In literature, identity is important in two ways. First, writers have a personal identity, which influences the worldview from which they write. For example, Margaret Atwood is Canadian; Alice Walker is African American. Atwood’s The Handmaid’s Tale (1985) and Walker’s The Color Purple (1982) have similarities because their authors share a gender, and differences because they do not share ethnic or national roots. Second, writers develop characters who may or may not express their creator’s worldview. In James Sallis’ novels featuring Lew Griffin, writer and character have different identities. Sallis is white, Griffin black.
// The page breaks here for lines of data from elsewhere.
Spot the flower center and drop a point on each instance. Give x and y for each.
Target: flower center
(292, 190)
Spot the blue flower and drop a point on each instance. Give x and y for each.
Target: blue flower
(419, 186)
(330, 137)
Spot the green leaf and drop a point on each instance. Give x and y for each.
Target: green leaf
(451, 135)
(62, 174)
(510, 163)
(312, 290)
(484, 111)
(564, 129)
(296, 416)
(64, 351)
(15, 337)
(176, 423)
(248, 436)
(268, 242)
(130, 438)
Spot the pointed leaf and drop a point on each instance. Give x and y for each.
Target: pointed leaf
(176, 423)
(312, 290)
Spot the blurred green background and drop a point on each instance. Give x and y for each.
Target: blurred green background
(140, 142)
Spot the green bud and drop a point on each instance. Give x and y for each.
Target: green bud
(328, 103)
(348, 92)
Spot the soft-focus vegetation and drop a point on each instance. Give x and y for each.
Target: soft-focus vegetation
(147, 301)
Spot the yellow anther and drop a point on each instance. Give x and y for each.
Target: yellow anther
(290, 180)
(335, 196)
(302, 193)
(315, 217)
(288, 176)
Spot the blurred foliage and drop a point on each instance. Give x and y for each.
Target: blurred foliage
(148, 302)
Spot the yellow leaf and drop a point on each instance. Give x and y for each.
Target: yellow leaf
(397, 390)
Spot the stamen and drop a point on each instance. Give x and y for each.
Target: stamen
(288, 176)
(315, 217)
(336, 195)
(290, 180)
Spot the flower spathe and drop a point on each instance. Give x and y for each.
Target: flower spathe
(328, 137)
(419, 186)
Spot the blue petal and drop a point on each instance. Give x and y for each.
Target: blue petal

Writers have always expressed their identities in their work, but the development of psychological theories of personality in the twentieth century provided authors with new concepts about how identities are shaped. Psychiatrists and psychologists such as Sigmund Freud, Carl Jung, Erik Erikson, and Abraham Maslow created concepts that altered how modern literature is written and judged.
Whether knowingly or unknowingly, most modern writers use psychological concepts, or popular interpretations of such concepts, in developing a character’s motivations and behaviors. Similarly, critics and biographers often judge a writer’s motivations and behaviors the same way. Anyone trying to understand twentieth century literature must also understand the major personality theorists.